Troisièmement, il y avait le boulot à la TSR. Autant c’était génial, passionnant et prometteur les premières années, autant c’est devenu catastrophique sur la fin : tâches ingrates, ambiance pourrie (sauf avec les collègues, je précise), perspectives d’avenir nulles. Je me suis rendu compte que ce que je faisais ne me plaisait plus et que je restais par commodité et par inertie. J’aurais pu attendre la retraite comme ça jusqu’en 2034 (véridique !), quel bel avenir…

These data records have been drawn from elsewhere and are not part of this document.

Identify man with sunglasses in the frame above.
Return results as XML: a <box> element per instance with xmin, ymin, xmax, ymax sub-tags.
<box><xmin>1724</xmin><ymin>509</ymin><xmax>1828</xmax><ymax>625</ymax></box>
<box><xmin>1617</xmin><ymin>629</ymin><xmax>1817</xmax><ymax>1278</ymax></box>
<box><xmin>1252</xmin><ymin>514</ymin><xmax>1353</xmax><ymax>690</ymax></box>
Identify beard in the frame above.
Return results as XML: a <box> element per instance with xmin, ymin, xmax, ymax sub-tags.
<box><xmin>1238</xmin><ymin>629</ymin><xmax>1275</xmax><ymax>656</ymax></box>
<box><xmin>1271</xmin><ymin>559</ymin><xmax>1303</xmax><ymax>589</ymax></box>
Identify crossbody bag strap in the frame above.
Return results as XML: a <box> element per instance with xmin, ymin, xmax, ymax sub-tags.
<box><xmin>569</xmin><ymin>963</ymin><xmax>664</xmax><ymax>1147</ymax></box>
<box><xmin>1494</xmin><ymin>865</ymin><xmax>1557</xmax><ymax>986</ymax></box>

Bien sûr, je ne suis pas dupe, je sais bien que la période actuelle est relativement facile : je prépare mon instructorat, je plonge, je bricole un peu l’informatique au centre de plongée, mais je vis pour le moment sur mes réserves financières. Il faudra voir à terme comme je m’en sors de ce côté là. Et puis il y a les 1012 tracasseries à traiter lorsque mon épouse va me rejoindre : que faire de la maison, des chats, des vieux parents… sans parler des permis de travail et visas thaïs. On se prépare encore quelques cheveux blancs, mais comme disait à raison Aznavour : « la misère est moins dure au soleil »…

Sailrock divers

Bon, sur Solarie j’ai passé plus de 6 ans à parler de mon boulot à la téloche, il n’y a pas de raison pour que je ne continue pas maintenant dans ma nouvelle orientation. Pour le moment, je travaille comme Divemaster à Sailrock divers. Cela veut dire que j’assiste les instructeurs, et que je guide les plongeurs lors des sorties. C’est le premier échelon de la hiérarchie quasi militaire dans le monde PADI (= Professional Association of Diving Instructors). Le but à court terme étant évidemment de devenir instructeur, ce qui devrait arriver d’ici un mois, à condition que je passe les examens avec succès.

L’endroit est très chouette. Bien sûr, on est sous les tropiques, et le climat est légèrement plus chaud. Ces jours, cela oscille entre 28 et 36° avec la mer autour de 31°. Le cadre de travail, cela ressemble à ça :

Le centre est tenu par un couple de Britanniques, que j’avais eu l’occasion de rencontrer en Egypte il y a quelques années. Ils ont ouvert leur propre centre en 2007, et sont devenu depuis l’un des plus importants de la région. L’ambiance assez internationale, mais à majorité anglo-saxonne. C’est là où j’ai peut-être ma carte à jouer pour prendre en charge les hôtes francophones. Pour le moment, c’est la basse saison et il n’y a pas foule, mais les hordes Gauloises devraient déferler sur l’île pile poil au moment où j’aurai terminé mon instructorat, avec un peu de chance…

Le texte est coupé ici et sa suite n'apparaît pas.